I recently upgraded my gaming computer from Fedora 38 to 40 and it didn't go as planned. I went through a bunch of pain to attempt to fix my partially-completed upgrade, but luckily I was able to complete the upgrade. Here, I took some notes of the process I used to rescue my system.
More regular programming will resume eventually. I have another Fedora-related bugbear to write about (related to Asahi Linux)... but that's for another day.
Disclaimer #
This is a very specific set of steps that I took to fix my system. I can't guarantee that it will work for you, but it might be worth a shot if you're in a similar situation. Your mileage may vary. If you're in doubt, I would ask for help on the Fedora forums.
Waiting for an upgrade to complete #
First, I booted the system and ran dnf upgrade
to see if there were any packages that needed to be updated. There were (the machine hadn't been powered on since February), and I installed those and rebooted. So far, so good.

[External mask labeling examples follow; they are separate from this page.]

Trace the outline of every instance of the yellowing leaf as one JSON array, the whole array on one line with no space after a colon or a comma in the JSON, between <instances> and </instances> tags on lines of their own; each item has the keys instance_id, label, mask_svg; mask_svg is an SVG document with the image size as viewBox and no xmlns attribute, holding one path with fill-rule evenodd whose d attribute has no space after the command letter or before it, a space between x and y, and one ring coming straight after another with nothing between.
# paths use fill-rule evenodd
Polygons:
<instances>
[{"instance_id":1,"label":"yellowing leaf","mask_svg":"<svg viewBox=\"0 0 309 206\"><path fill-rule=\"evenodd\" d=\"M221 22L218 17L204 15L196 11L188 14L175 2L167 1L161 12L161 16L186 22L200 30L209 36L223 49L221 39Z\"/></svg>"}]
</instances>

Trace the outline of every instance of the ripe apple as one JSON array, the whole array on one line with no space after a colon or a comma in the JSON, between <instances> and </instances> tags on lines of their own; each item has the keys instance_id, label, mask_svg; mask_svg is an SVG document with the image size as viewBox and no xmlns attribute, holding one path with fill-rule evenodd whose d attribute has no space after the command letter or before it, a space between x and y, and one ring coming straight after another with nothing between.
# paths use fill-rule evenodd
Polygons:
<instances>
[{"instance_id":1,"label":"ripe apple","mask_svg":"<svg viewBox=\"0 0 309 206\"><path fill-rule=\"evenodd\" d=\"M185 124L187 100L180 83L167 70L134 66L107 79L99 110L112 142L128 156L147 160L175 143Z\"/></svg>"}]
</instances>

Now, we need to begin the actual upgrade process using the GNOME Software application, as recommended in the Fedora documentation. Everything was downloaded successfully and I was able to reboot the machine. The upgrade started but did not progress much beyond 52% completion. I let the upgrade sit there for 45 minutes. After about 10 minutes of waiting, I decided to power off the machine and reboot, since the upgrade appeared stuck with no output or progress.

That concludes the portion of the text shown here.